'They're tired of it:' A Washington Teacher of the Year on teens, gun violence and arming teachers

SEATTLE -- As thousands of Washington students took part in a day of action demanding stricter gun legislation from Congress, the 2016 Washington Teacher of the Year told Q13 News students are ready for big change.

"They're better than us," Lincoln High School teacher Nate Bowling said. "They're better than you and I. They want to better their beliefs."

Bowling said all too often he hears about youth complacency from other adults. But Wednesday's day of action on gun control should show parents and adults that teens yearn for change.

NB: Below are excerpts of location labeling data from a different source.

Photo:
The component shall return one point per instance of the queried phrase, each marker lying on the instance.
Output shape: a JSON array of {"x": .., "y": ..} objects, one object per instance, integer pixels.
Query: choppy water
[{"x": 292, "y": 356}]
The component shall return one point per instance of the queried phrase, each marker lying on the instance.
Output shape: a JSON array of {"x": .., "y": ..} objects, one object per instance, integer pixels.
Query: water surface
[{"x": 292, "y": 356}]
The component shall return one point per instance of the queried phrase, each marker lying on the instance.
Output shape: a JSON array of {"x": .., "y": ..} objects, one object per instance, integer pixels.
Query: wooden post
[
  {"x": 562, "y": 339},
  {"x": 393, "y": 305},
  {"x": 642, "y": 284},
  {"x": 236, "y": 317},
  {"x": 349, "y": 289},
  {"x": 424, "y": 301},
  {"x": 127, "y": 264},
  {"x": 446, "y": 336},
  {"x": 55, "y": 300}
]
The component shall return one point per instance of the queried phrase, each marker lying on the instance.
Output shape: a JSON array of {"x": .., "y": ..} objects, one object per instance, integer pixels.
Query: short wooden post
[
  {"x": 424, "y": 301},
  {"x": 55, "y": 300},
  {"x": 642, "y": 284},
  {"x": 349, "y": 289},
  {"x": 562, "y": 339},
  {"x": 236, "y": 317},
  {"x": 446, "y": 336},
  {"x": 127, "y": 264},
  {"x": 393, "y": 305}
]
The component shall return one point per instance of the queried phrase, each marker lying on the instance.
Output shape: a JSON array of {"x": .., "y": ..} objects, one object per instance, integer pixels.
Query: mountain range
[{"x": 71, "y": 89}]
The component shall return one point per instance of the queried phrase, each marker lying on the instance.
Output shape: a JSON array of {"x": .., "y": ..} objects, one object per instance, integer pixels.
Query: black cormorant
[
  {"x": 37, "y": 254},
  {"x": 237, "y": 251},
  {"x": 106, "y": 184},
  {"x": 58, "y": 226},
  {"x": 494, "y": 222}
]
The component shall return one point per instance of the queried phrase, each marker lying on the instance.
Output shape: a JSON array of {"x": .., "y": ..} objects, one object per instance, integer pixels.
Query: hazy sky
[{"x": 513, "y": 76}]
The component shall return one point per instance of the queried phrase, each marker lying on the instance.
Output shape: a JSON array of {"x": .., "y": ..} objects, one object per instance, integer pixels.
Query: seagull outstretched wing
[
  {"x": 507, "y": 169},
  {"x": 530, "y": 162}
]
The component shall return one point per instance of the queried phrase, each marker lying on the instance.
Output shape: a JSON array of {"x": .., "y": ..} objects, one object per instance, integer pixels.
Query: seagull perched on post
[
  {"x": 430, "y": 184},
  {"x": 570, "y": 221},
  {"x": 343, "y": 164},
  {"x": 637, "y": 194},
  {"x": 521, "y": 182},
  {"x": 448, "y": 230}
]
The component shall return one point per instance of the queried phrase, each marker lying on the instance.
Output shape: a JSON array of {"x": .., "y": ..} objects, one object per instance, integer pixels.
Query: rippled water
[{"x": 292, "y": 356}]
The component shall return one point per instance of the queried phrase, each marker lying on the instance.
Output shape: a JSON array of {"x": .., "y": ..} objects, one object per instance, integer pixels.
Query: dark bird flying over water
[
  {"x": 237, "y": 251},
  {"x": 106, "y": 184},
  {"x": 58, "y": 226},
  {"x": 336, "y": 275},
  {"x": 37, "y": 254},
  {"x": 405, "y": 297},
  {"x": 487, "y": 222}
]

"They've grown up with having this normalized," Bowling said, referring to gun control. "They're tired of it."

Students at Lincoln High School have been preparing for weeks for the National School Walkout, a protest sparked by last month's Parkland school massacre. The students' main demands from Congress and local leaders is a ban on assault weapons, require universal background checks before gun sales and a gun violence restraining order law.

"They want to know why a 19-year-old can't buy a beer but can buy a gun," Bowling said.

Bowling's students understand the gridlock in Congress, so they are pushing for change locally. Students have contacted local legislators. Bowling is a military veteran,and a gun owner.

But he doesn't want teachers armed in schools, calling the idea "preposterous."

"The idea that in an active shooter situation, I'm going to trounce into the hallway and play hero is preposterous," Bowling said.

Bowling argues that despite the recent action, most of his students feel safe in schools.